The BOJ kept its yield-curve control settings and asset purchases unchanged, a result forecast by all economists surveyed by Bloomberg.

With inflation still far from the BOJ’s 2 percent target, Kuroda made it clear during parliamentary confirmation hearings this week that “powerful monetary easing” is here for a while. The two new deputy governors who are set to join the board later this month also endorsed continued monetary easing.

This will put the BOJ further behind its global peers, who are either raising interest rates or turning toward normalizing policy.

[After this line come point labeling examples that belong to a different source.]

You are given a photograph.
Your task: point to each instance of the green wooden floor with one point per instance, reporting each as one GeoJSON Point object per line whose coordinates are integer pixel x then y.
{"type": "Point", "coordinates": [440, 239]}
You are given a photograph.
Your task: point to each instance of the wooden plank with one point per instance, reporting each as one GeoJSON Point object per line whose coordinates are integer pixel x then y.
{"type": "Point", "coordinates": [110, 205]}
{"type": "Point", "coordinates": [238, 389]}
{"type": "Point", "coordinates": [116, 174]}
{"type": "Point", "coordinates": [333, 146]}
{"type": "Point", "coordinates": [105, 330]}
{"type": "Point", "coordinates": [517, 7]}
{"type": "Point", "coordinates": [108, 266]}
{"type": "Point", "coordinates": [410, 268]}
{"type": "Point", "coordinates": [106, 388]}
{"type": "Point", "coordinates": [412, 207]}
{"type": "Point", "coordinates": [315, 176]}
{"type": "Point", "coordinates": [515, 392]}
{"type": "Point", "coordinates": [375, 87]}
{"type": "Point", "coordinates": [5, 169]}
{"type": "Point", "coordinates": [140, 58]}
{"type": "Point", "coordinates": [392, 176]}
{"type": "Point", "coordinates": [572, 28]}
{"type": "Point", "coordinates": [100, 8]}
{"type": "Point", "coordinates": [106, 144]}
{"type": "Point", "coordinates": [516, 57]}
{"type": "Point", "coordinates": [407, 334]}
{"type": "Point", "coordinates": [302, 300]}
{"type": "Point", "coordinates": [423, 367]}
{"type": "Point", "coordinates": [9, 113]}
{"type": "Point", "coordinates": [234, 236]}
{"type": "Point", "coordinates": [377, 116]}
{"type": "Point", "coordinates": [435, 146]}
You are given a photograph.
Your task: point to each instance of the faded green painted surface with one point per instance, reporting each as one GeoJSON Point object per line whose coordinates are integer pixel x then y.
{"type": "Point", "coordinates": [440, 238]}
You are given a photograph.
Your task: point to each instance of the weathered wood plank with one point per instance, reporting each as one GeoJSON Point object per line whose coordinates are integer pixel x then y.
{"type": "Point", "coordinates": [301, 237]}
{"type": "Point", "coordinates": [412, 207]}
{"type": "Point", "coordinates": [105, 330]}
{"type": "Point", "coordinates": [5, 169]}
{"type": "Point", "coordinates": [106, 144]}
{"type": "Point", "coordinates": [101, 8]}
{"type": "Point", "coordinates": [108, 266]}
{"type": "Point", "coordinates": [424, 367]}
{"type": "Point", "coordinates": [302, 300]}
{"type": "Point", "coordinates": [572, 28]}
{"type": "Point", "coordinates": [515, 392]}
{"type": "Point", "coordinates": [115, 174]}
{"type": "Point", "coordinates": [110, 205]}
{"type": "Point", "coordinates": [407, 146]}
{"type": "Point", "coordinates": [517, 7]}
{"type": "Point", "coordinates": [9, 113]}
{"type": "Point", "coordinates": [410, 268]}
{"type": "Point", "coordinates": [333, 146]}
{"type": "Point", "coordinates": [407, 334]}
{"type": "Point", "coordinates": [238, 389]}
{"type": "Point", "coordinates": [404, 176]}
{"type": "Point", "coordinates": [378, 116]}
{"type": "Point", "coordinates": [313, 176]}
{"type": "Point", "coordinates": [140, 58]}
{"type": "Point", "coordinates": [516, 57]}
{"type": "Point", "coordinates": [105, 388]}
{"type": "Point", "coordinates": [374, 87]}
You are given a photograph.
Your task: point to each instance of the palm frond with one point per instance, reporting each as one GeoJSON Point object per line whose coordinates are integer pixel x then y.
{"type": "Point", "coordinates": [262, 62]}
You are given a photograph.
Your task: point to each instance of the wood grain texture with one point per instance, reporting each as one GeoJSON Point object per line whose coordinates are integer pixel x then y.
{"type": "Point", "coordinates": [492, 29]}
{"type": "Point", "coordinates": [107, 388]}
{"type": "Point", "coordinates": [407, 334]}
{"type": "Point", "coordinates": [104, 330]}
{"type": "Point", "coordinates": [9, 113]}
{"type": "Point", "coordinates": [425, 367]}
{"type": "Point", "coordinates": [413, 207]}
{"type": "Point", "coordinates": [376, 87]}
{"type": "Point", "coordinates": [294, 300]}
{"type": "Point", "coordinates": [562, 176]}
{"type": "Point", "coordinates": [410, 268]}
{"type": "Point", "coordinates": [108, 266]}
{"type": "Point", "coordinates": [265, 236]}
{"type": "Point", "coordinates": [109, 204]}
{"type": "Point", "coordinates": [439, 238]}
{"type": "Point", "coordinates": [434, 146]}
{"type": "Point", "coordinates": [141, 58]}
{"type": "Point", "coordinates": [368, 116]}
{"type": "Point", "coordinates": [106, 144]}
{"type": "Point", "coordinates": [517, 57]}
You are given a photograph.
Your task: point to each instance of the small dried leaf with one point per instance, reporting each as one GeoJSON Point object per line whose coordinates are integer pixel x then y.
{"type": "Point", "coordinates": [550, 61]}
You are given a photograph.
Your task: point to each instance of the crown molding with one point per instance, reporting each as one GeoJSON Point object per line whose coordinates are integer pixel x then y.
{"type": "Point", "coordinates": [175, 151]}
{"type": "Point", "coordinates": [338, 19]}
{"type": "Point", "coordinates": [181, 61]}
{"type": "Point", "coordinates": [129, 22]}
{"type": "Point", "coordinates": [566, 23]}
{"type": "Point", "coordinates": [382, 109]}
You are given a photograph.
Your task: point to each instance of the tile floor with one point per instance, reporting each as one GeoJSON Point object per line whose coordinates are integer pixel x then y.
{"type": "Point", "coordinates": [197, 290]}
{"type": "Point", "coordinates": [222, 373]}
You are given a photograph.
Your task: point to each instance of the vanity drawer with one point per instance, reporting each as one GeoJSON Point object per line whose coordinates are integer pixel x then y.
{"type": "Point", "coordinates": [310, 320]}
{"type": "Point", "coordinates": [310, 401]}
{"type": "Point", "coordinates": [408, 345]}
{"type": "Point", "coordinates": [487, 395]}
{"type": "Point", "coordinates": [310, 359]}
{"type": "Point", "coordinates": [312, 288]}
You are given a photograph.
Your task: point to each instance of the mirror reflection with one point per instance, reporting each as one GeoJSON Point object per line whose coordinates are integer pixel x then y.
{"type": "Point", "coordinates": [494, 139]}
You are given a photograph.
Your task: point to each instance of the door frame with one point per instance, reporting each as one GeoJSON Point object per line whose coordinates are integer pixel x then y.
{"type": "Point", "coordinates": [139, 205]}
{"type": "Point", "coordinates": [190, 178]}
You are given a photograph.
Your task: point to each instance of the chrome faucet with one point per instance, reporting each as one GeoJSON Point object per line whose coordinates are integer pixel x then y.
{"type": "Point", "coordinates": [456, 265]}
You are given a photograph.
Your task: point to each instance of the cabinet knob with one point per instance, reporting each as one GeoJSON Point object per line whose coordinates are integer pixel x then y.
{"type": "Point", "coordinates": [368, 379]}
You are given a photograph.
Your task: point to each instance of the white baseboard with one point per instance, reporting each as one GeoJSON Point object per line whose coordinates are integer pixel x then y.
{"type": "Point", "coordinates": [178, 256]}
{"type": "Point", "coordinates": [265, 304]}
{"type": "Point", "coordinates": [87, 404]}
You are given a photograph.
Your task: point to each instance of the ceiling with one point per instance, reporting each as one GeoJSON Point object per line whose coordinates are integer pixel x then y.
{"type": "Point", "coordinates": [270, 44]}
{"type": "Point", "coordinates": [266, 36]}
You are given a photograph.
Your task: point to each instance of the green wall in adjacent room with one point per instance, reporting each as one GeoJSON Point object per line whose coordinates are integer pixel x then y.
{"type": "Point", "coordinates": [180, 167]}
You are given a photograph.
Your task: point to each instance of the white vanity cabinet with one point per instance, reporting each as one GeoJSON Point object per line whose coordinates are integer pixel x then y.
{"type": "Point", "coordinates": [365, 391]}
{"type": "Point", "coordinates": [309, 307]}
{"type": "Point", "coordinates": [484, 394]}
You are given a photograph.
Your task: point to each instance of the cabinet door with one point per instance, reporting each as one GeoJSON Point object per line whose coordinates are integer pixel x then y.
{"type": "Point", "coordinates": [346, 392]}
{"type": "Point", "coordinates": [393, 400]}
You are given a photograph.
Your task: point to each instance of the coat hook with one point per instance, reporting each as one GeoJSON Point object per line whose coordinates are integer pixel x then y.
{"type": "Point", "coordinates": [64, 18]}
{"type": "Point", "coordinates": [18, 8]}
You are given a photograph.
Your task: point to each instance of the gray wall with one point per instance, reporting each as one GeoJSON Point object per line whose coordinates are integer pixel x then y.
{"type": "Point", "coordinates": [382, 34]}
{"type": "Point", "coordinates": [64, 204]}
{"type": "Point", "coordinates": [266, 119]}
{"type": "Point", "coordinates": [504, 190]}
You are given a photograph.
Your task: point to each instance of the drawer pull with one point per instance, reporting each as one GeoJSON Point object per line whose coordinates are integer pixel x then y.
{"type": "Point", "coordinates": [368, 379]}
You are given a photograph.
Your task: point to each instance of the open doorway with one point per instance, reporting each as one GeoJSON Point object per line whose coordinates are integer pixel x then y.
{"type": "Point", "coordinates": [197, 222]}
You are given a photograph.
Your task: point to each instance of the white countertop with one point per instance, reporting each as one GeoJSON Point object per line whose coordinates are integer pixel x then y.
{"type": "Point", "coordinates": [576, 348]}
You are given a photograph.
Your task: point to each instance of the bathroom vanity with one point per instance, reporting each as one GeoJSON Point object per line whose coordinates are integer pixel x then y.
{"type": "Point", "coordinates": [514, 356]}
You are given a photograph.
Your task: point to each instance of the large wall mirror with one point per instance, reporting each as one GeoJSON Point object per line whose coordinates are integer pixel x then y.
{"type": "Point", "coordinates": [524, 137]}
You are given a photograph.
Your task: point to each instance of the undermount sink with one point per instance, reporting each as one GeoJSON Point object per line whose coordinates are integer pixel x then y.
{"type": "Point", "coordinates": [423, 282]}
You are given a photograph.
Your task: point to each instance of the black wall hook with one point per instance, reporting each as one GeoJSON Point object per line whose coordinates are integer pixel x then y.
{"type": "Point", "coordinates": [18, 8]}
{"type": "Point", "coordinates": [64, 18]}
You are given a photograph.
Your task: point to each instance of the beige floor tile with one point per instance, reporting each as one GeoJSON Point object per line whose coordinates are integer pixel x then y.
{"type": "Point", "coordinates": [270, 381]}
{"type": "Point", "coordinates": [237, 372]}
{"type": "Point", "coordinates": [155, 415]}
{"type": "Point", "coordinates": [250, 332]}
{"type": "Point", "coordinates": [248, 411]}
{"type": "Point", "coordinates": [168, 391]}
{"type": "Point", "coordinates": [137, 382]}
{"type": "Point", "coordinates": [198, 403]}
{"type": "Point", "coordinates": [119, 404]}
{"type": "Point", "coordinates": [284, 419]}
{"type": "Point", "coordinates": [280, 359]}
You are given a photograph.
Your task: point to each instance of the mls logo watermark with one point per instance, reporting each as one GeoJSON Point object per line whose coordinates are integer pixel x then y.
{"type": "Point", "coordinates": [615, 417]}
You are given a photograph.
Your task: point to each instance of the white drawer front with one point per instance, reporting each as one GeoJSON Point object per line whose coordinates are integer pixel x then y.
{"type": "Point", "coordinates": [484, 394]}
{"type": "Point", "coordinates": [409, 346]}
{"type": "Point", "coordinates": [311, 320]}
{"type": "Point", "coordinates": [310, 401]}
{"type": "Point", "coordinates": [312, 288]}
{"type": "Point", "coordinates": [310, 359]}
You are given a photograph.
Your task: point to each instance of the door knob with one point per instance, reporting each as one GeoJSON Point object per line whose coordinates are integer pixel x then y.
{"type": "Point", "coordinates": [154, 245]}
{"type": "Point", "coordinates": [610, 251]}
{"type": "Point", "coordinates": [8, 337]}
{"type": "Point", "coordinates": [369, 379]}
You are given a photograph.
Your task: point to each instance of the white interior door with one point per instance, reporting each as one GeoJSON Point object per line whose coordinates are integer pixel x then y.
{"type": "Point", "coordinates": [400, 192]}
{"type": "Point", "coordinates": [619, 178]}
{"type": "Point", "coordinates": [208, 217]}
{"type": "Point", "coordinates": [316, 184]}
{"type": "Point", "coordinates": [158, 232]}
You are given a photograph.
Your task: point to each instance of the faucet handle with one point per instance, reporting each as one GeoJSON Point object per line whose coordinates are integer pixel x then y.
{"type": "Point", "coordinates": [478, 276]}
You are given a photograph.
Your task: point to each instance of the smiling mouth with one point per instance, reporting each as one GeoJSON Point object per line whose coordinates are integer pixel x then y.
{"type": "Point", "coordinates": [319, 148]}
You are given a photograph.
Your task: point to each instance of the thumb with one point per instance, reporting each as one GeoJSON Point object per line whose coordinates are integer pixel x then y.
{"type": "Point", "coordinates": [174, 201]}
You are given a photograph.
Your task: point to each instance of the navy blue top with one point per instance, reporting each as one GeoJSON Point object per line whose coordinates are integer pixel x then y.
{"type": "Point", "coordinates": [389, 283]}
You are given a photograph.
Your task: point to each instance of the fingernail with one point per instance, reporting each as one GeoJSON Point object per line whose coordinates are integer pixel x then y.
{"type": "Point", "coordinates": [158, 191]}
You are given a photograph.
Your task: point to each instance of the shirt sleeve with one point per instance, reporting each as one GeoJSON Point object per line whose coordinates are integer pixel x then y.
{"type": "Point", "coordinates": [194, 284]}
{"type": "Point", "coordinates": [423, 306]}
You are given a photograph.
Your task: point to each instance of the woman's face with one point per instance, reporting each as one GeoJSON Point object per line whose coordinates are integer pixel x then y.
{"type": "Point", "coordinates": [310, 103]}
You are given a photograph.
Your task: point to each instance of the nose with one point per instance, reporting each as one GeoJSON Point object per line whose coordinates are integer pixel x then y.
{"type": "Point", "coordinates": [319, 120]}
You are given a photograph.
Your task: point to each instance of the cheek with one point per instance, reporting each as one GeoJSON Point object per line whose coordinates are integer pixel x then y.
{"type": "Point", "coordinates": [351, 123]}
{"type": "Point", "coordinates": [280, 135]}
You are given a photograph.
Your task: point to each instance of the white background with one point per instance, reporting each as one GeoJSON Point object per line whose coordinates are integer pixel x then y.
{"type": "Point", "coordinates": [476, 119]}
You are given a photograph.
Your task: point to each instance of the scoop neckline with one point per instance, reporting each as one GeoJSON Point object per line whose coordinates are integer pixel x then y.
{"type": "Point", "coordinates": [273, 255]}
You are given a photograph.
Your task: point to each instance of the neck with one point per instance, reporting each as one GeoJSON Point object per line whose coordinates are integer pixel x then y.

The European Central Bank on Thursday unexpectedly dropped a pledge to ramp up bond buying if the economy deteriorates.

With a stronger yen threatening progress on inflation, economists have pushed back their forecast dates for changes to the BOJ’s stimulus program. The currency has gained around 5 percent this year and last week it touched the strongest level since November 2016.

“The yen is of course adding to reasons for the BOJ to be cautious,” Sayuri Shirai, a former BOJ board member, told Bloomberg on Thursday. “There is no way for the BOJ to move just before they have new comers. Kuroda will continue with the current stimulus for a while.”

Kuroda jolted markets last week — adding to the yen’s strength — when he told lawmakers that in around fiscal 2019 the BOJ would start thinking about an exit strategy. But this assumes the inflation target will be met, and what he didn’t mention was that seven of nine current board members view risks to its price forecasts as tilted to the downside.

More than 90 percent of analysts surveyed by Bloomberg don’t believe the BOJ will hit its price target by its stated time frame of around fiscal 2019.

With Prime Minister Shinzo Abe’s coalition government holding a majority in parliament, lawmakers will almost certainly approve Kuroda’s reappointment, as well as the nominations of Masayoshi Amamiya, a veteran BOJ policy architect, and Masazumi Wakatabe, a reflationist, as deputy governors.

More: Here’s What We Learned About the BOJ From 12 Hours of Testimony

Japan’s subdued inflation stands at odds with eight quarters of economic growth and an unemployment rate of 2.4 percent — the lowest since 1993. Core inflation, which excludes fresh food, was 0.9 percent in January.

And the growing risk of a global trade war is now darkening the outlook. Exports have been a driving force in Japan’s recovery.

“The economy is performing well but the BOJ isn’t at a point where it can talk about policy normalization at all,” said Takashi Shiono, an economist at Credit Suisse (SIX:) Group. “They don’t want to invite a stronger yen because that will make it harder to achieve its target.”

Kuroda will hold a press briefing at 3:30 p.m. local time.